OBAMA ON A PATH TO CITIZENSHIP NOW
However, in an interview with CNN’s Jake Tapper that aired Friday, Obama seemed to open the door to considering a plan that did not include a path to citizenship.
“If the speaker proposes something that says right away, folks aren’t being deported, families aren’t being separated, we’re able to attract top young students to provide the skills or start businesses here and then there’s a regular process of citizenship, I’m not sure how wide the divide ends up being,” the president said.
“What I’m encouraged by is the fact that, that Speaker Boehner and others seem to recognize our country will be stronger if we are able to resolve this issue in a way where, you know, kids, for example, who have grown up here and for all practical purposes are Americans but don’t have the right papers are not being punished,” he added.

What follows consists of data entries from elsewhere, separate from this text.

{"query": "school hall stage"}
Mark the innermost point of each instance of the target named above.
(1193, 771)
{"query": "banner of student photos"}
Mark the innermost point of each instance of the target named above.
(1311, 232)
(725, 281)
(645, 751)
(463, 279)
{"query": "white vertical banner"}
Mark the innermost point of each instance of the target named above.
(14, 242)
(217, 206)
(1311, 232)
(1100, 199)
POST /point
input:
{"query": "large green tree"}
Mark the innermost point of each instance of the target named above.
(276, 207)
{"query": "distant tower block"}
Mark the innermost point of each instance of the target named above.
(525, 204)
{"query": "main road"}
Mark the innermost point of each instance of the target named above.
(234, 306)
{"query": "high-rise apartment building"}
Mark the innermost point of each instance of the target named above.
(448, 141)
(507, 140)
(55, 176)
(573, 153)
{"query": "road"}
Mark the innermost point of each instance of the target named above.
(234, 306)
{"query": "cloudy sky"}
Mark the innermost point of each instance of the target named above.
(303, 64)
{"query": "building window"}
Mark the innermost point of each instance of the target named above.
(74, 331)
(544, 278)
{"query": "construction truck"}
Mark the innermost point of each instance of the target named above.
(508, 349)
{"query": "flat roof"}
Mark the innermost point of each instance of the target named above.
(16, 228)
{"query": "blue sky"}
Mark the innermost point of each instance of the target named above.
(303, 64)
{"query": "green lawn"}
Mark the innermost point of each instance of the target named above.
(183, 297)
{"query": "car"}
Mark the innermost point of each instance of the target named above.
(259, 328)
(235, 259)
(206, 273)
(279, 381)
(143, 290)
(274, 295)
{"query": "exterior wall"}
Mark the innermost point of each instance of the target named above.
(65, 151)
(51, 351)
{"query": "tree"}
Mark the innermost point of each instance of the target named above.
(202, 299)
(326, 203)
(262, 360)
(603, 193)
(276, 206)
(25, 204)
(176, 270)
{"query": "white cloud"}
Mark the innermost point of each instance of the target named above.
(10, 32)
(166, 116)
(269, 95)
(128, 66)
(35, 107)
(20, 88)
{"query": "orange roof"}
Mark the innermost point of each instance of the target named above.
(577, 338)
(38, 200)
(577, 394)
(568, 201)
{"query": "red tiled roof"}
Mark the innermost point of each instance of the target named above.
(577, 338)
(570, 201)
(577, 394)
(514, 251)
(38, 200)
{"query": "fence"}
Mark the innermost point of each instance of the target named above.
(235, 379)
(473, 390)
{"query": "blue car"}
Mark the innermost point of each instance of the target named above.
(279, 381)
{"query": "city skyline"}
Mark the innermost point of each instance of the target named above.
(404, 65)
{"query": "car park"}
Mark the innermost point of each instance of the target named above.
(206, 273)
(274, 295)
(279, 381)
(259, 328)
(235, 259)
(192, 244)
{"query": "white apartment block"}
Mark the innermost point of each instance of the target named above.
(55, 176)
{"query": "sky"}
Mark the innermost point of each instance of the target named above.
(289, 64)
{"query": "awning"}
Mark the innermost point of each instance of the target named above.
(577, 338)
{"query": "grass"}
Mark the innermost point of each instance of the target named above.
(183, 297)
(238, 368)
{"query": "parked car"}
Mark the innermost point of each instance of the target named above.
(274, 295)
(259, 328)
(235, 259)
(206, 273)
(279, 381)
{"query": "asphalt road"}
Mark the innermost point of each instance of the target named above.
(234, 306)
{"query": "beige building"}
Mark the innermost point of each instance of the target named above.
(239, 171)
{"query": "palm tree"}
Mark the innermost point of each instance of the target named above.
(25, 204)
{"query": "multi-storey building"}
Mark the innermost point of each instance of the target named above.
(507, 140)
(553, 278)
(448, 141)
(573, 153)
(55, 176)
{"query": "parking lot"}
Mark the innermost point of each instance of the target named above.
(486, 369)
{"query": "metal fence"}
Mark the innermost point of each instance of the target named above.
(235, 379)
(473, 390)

“The question is…is there more that we can do in this legislation that gets both Democratic and Republican support, but solves these broader problems, including strengthening borders and making sure that we have a legal immigration system that works better than it currently does,” the president said.
While he may be open to giving House Republicans room to craft their immigration principles, the president made clear Friday he still wants to ensure immigration reform also allows people to become citizens.
“We should also make sure at the end of the day people are also able to become citizens,” the president said in a Google+ Hangout.
White House Press Secretary Jay Carney said Friday that the House GOP’s draft principles shows progress and “movement,” and that the president won’t “prejudge” what House Republicans are considering.
“His view is the view of so many different people and constituencies across the country on the matter of…citizenship and creating a pathway to it, on the general principle that we shouldn’t have a two-tiered society,” Carney said. “But this is the beginning of a process in the House, not the end, and what he is saying is that he’s not going to prejudge that process when at this point we have a single sheet of paper.”